LRSim: A Linked-Reads Simulator generating insights for better genome partitioning
Linked-Reads provide long-range genomic information from short reads, enabling cost-effective and straightforward de novo assembly, structural variant detection, and haplotype analysis. In a new paper in Computational and Structural Biotechnology Journal, Luo et al., introduce a new software package for simulating Linked-Reads called LRSim. By imitating the library preparation and sequencing process and providing controls over workflow variants, the authors were able to make recommendations to optimize Linked-Read sequencing results.
ABSTRACT
Linked-read sequencing, using highly-multiplexed genome partitioning and barcoding, can span hundreds of kilobases to improve de novo assembly, haplotype phasing, and other applications.

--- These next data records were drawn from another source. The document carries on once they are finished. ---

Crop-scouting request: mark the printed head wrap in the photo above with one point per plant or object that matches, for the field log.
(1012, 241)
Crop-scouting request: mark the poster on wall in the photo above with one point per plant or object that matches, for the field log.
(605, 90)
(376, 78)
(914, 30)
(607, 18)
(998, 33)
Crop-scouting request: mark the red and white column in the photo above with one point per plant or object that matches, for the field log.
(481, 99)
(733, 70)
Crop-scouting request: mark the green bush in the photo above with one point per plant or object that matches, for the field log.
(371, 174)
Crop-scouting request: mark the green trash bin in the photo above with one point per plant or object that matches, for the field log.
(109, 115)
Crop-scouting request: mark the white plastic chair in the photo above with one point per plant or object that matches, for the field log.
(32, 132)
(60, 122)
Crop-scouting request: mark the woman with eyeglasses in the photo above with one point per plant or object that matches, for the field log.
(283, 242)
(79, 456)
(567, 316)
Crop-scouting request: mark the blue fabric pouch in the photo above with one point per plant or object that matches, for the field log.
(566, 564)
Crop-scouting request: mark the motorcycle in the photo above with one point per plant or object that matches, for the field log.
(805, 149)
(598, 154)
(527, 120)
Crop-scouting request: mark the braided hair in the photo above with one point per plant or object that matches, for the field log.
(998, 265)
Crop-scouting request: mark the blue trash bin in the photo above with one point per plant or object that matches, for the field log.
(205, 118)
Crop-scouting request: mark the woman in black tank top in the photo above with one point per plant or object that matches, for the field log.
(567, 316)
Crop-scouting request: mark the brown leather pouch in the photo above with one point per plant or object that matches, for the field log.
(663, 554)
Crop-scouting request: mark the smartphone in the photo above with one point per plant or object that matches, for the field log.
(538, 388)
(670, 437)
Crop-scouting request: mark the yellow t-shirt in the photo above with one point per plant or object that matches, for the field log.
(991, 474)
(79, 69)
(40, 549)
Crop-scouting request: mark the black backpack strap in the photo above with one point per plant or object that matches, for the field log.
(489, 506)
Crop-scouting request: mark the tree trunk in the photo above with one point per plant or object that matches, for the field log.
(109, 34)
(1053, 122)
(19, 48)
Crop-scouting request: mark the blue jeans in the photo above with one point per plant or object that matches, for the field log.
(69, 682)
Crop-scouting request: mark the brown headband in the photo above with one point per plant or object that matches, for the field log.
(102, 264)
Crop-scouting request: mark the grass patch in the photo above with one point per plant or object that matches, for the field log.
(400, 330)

Based on our analysis of 14 datasets, we introduce LRSim that simulates linked-reads by emulating the library preparation and sequencing process with fine control over variants, linked-read characteristics, and the short-read profile. We conclude from the phasing and assembly of multiple datasets, recommendations on coverage, fragment length, and partitioning when sequencing genomes of different sizes and complexities. These optimizations improve results by orders of magnitude, and enable the development of novel methods.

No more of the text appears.